When Rozeske returned to Minnesota as a certified boot maker, she learned that the machinery she wanted to buy was expensive, costing “about the same as machinery in an auto body shop,” she said.
“The equipment was made in the 1920s, 1930s, and 1940s, and is still in use today, and still costs thousands of dollars. I scrimped and saved, I salvaged equipment that was on its way to a scrap pile, and I received grant funding from Prairie Lakes Regional Arts Council.”
One machine weighs 800 pounds, and another over 650 pounds.
“One is a Blake stitcher, named after its inventor, who was an employee of Singer. Mr. Blake was not good at marketing, so he sold the rights to a Mr. McKay, who marketed the machine. It’s called either a Blake or a McKay Stitcher, and it creates stitches that are used for attaching the upper part of the shoe to the insole or midsole. It goes through thick leather.
“Mr. Frommer taught me to make the boot that would fit around my fat, little foot,” Rozeske said. From personal experience, she rarely accepts it when people tell her they wear a certain size.
“I always measure, using a dress-maker’s tape measure. I also take the tracing of the foot with specific measurements of certain areas,” she said.
Further research led to Rozeske learning to make boots using only hand tools, which is the skill she demonstrates at historical events. She also uses a vintage treadle machine to sew fancy designs on the leather.
“You can sew almost anything with that machine, even fancy designs.” She credits use of the machine for her “learning to become a decent seamstress.”
Showing the work
Rozeske enjoys offering demonstrations of boot making at historical re-enactments and rendezvous, taking part in about 30 shows a year before COVID affected activities over the past couple of years. Now, with her calendar again filling, Rozeske has seen about 6,000 school children this year, averaging about 1,000 children per show.
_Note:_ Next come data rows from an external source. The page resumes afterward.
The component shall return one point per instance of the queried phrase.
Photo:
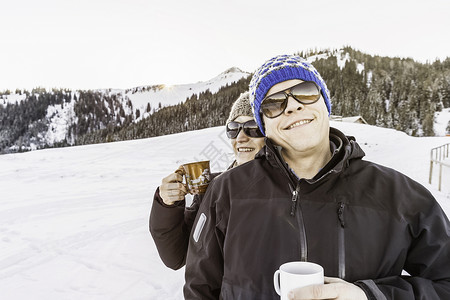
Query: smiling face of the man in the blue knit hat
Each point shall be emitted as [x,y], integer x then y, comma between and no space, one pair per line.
[300,128]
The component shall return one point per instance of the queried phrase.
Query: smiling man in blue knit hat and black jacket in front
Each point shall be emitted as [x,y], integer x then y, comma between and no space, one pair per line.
[309,196]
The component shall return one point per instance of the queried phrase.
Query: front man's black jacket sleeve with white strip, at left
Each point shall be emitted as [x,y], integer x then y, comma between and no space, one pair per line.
[204,264]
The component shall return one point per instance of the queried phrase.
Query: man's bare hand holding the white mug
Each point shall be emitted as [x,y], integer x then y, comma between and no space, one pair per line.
[334,288]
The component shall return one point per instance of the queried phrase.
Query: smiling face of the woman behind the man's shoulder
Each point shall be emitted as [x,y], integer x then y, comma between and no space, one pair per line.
[245,147]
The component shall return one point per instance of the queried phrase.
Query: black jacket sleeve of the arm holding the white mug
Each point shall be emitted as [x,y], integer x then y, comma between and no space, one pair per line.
[428,262]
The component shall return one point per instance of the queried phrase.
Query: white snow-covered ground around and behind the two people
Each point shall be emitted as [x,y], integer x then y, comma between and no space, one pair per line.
[74,221]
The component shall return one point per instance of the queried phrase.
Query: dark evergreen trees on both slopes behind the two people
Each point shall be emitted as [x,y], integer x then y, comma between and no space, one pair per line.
[389,92]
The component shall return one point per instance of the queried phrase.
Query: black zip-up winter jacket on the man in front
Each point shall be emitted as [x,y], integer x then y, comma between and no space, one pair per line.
[362,222]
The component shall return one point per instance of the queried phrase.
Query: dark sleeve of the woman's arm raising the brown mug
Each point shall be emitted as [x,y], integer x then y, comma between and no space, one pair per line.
[169,231]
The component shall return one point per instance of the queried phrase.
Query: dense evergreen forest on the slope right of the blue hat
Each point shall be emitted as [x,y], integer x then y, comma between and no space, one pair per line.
[391,92]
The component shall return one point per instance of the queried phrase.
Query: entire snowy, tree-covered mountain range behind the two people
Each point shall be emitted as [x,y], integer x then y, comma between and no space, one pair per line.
[388,92]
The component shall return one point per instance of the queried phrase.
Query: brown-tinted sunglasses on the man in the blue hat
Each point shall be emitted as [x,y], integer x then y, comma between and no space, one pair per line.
[307,92]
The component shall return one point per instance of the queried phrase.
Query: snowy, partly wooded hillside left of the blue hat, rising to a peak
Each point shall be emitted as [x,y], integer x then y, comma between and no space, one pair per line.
[61,117]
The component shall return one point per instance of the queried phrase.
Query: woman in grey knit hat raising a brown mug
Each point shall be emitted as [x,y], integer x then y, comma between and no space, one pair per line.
[170,221]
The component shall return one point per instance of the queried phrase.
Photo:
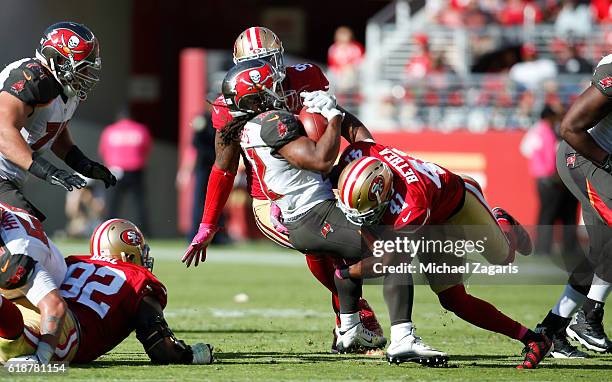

“This year, there were about 1,000 children at History Fest on McGowan’s Farm (near Mankato) each day,” she said. “And when the school buses leave, the silence is deafening.”
As for the children, they leave with knowledge and a better understanding of history and leather crafts.
“When I portray a 1770s shoemaker, I tell the people, especially children, what it was like to live and work in 1770,” Rozeske said. “My work requires strength—biceps, triceps, shoulder muscles, and back muscles.”
Rozeske makes the shoes right in front of the people, and let’s them handle the equipment that isn’t sharp. Kids usually listen to her warnings.
“Adults are worse—they put their hand on the equipment to see how sharp it is. Children believe you when you tell them it’s sharp. It’s mostly men who say ‘I’m used to handling sharp knives.’” she sighed. “I hate cleaning up blood.”
A permanent exhibit
Rozeske has found a home for some of her work at the non-profit Mankato Makerspace, where she has a permanent exhibit in the textiles room. She also shares her skills in classes with students who bring an idea or a project to the Makerspace, where a leather projects club has been formed.
“Some ladies love doing handbags, and one man makes carry bags for his motorcycle and bicycle,” she said.
Having small feet has led to Rozeske having an unusual, multi-faceted life. She enjoys sharing it with interested people in a variety of ways.